Sex is a death sentence for male quolls
It's a hard life: Researchers think quolls, native to Australia, could be dying because sex is keeping them from sleep.
Imagine you have sex with a man, who, after impregnating you, goes out into the night, climbing, jumping, galloping and bounding through the streets in search of other sex partners. Each day, he travels up to 35 kilometers.
When you meet him a few weeks later, you notice he's not doing very well. He has lost some hair and is thinner than when you first met him. He tells you he's only been sleeping one hour per night.
You are concerned, but he keeps at it. After leaving your apartment, he takes off on another 35km jaunt across the city, seeking new sex partners.
The cycle continues until one day, about a month later, you find out he is dead.
Sex drives male quolls to death
This is the story of how endangered male quolls — a sharp-toothed, rat-like marsupial native to Australia — reproduce. They are the largest mammal known to die within a single mating season, a reproductive process called semelparity.
Pacific salmon are also known to be semelparous, as well as some species of butterflies and octopus.
But their female counterparts don't experience this early death nearly as often. On average, female quolls survive around four mating seasons.
Researchers looking to understand this difference in lifespan set out to track the daily activity of the male and female sexes to see if the males were engaging in riskier behavior than the females.

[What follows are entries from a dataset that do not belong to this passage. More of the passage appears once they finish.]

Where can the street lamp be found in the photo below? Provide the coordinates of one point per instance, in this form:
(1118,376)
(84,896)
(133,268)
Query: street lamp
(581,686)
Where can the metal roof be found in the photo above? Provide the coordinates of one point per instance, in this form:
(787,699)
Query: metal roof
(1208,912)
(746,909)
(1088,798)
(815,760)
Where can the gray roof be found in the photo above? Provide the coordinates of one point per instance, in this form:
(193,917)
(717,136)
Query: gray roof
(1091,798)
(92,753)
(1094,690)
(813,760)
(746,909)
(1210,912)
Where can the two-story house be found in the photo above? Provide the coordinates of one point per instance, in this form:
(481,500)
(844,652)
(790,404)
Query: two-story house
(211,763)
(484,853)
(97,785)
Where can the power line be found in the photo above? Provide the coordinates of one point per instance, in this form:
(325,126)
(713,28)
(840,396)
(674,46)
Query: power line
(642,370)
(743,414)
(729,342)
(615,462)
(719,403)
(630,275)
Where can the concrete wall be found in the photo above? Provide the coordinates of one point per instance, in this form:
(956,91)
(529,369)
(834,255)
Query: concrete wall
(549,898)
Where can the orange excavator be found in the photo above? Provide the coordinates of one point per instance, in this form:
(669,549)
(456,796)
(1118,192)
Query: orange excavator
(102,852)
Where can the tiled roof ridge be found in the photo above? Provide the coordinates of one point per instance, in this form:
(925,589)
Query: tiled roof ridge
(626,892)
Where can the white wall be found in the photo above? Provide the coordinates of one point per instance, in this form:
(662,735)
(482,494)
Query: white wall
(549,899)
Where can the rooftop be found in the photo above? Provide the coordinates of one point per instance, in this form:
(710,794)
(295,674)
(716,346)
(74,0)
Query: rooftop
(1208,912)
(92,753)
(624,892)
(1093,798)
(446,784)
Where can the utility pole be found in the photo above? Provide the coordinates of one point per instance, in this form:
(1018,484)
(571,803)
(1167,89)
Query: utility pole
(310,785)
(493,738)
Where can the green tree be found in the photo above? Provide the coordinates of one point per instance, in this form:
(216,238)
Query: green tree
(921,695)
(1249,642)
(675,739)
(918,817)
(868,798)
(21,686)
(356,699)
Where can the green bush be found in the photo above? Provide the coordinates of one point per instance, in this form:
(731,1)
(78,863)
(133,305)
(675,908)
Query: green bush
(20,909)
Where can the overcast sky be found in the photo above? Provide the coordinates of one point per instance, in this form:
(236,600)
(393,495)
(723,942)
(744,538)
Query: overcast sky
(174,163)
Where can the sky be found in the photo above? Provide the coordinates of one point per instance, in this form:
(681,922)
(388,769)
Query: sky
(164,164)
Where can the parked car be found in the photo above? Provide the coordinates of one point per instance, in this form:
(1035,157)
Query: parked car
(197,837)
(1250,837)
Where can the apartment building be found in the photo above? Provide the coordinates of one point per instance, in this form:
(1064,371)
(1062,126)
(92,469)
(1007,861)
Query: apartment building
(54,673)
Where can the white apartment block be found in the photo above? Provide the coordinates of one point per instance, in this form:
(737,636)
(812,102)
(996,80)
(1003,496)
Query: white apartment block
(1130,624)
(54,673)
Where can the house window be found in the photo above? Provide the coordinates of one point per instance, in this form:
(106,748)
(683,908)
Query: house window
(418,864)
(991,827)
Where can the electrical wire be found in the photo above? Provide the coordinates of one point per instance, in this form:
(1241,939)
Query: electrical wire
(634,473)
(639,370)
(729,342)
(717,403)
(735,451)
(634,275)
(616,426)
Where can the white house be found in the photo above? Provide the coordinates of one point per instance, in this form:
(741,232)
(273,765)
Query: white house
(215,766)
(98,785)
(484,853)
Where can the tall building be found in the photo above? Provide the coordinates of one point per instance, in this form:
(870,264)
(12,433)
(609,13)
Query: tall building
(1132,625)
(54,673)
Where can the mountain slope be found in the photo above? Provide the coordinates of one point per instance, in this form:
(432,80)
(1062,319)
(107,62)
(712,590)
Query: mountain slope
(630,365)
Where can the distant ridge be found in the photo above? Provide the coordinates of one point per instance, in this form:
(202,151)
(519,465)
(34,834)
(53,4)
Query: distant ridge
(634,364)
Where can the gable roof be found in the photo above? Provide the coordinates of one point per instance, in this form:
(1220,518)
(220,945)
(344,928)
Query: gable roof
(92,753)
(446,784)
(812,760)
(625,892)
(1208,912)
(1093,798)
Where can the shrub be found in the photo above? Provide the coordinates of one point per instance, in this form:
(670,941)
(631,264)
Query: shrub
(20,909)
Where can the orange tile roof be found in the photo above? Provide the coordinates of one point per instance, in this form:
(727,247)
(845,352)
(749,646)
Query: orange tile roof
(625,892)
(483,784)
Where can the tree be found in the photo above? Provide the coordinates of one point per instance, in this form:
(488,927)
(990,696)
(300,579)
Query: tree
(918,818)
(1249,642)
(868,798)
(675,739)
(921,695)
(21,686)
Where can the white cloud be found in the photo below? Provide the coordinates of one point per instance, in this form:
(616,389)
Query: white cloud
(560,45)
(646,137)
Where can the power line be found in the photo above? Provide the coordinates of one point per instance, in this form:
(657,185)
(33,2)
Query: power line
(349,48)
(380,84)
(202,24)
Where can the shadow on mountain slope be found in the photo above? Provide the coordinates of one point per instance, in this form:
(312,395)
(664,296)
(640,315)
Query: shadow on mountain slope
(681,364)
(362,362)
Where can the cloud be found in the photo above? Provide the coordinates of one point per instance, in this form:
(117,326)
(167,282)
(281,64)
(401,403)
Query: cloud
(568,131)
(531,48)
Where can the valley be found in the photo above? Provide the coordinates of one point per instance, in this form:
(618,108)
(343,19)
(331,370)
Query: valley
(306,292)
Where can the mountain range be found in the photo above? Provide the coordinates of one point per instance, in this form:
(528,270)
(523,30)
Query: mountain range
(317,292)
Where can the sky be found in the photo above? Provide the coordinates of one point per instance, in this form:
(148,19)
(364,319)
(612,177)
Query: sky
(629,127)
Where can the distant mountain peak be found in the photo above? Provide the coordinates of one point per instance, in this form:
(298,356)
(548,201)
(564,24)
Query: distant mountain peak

They fitted 13 northern quolls on the Australian island of Groote Eylandt with tiny backpacks containing a little speedometer-type device that tracked the animals' movements. In order to trap the quolls, the researchers baited them with dog food.
Their results were published in the journal Royal Society Open Science.
The researchers found that over the course of a day, some of the male quolls were traveling very far distances and resting much less than the females. Some of the male quolls traveled 10km in a day — the human equivalent is around 35km, author Christofer Clemente told Totem Network Africa in an email.
And they only rested an average of 7% of the day. That's about one hour.
The females, on the other hand, rested around 24% of the day — five hours — which Clemente said was normal.
This lack of sleep could be making the quolls more vulnerable to predator attacks, the researchers wrote, or could simply be causing death due to exhaustion.
What's the rush?
When quoll mating season starts, all females become receptive at the same time, and only for a very short period — around three weeks. During this period, the male quolls invest virtually all their time in breeding, said Clemente, in order to increase their reproductive output.
The study forms part of a larger investigation into animal movement and behavior.
Scientists hope to understand how movement is linked to habitat and animals' ability to escape predators.
"The quolls are of conservation significance, so if we can understand their movement, we might be better able to conserve this species," said Clemente.